In 1997, I was invited to give a talk at the Willi Hennig Society Annual Meeting in Washington DC. The invitation was a huge surprise, since I am a student of Masatoshi Nei, who coauthored the neighbor-joining method, and as such he and his students were forever branded “pheneticists.”
For the young readers, the difference between Cladistics and Phenetics was considered by the members of the Willi Hennig Society to be as unbridgeable as that between Capitalists and Communists or, worse, that between Coca Cola and Pepsi.
I have later found out that the Willi Hennig Society had a tradition of inviting a punch-bag every year for the sole purpose of uniting the ranks against a common enemy. In 1997, I was the punch bag. Unfortunately, for the faithful members of the Willi Hennig Church of Correct Cladistics they invited a wrong punch-bag, since their 1997 punch-bag punched back.

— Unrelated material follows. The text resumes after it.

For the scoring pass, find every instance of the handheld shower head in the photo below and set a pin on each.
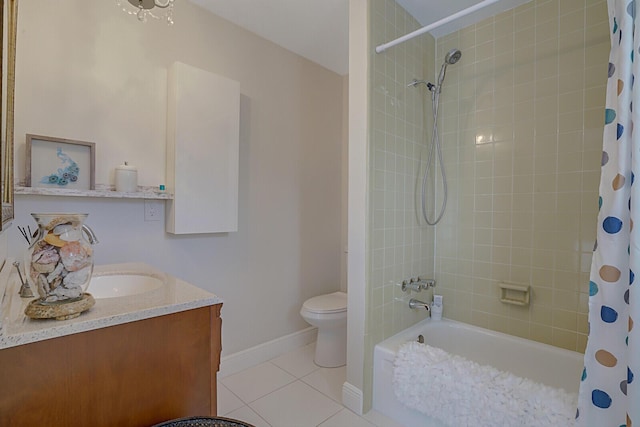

I don’t recall much from the meeting, but I do remember the personality cult, the vicious personal attacks, and the buttons that everyone was wearing.
I was born in Romania and have lived there for 11 years. I am, hence, quite familiar with some aspects of personality cults. At the 1997 meeting, I was struck by the adulation and adoration of James Farris, the self-anointed Son-and-Holy-Spirit-in-One and protector of Heavenly Father Willi Hennig’s Cult of Cladistics.
Young and old, male and female, almost all speakers used the phrase “as Doctor Farris so wisely stated.” When, it was my turn to give a talk, I was tempted to replace “Doctor Farris” by “Comrade Stalin” or “Comrade Ceaușescu,” but then I remembered that the high priests (the organizers) still have the power not to reimburse my travel expenses and decided not to push my luck.
The second thing that I observed was the hatred and contempt towards one person, Joe Felsenstein. To this day, I have no idea what Dr. Felsenstein did or didn’t do to cause such ruckus at the meeting, but everyone was up at arms against the man. One possibility may be that in 1996-1997 several papers were published in which the phenomenon of long-branch attraction (which was first suggested in 1970s by Felsenstein) became a fashionable subject of study, and more and more people exposed the weaknesses of the maximum parsimony method, especailly are as far as molecular data are concerned. I was quite happy Joe Felsenstein was not in attendance, for he might have been excommunicated, as William of Occam, on whose principles Cladistics is purportedly based, was in 1328 by Pope John XXII.
The third thing that I noticed at this meeting was a small machine for stamping buttons like those worn at election time at GOP meetings. For a few dollars, one could buy a button out of a selection of about four, all carrying the prohibition circle-slash symbol. I bought two. One with Joe Felsenstein’s picture, which I send to Joe and most probably caused him to chuckle a bit; the other with a slashed letter L.
It took me a few minutes to understand that the letter L stood for “likelihood,” which in the cladistic thesaurus serves as curse word akin to cunt or nigger. (I recently noticed that the L-word has been coopted for nonphylogenetic purposes.)
As with measles and chickenpox, I decided once is enough and have never again attended a meeting of the Willi Hennig Society or read its journal. When I saw #ParsimonyGate trending on Twitter and deciphered its meaning, I felt a bit of nostalgia and decided to look at the great developments in the field of Cladistics.
The journal Cladistics hasn’t changed much except that the articles of faith of the correct religion have now been made blatantly public. Moreover, James Farris who describes himself as “an unrepentant Hennigian” continues to guard the purity of parsimony, lambast heretics, post-Hennigians, and other born-again rationalists, attack all other methods of phylogenetic reconstruction, and preach against probabilities, both frequentist and Bayesian.
With articles entitled “Pattern cladistics really means paraphyly,” “Taxic homology is neither,” “Popper with probability,” “Symplesiomorphies and explanation,” “Nelson’s arrested development,” and “Counterfeit cladistics,” Farris proves at least four times each year that splitting hairs and masturbation can be fun.
What has been will be again, what has been done will be done again; there is nothing new under the sun.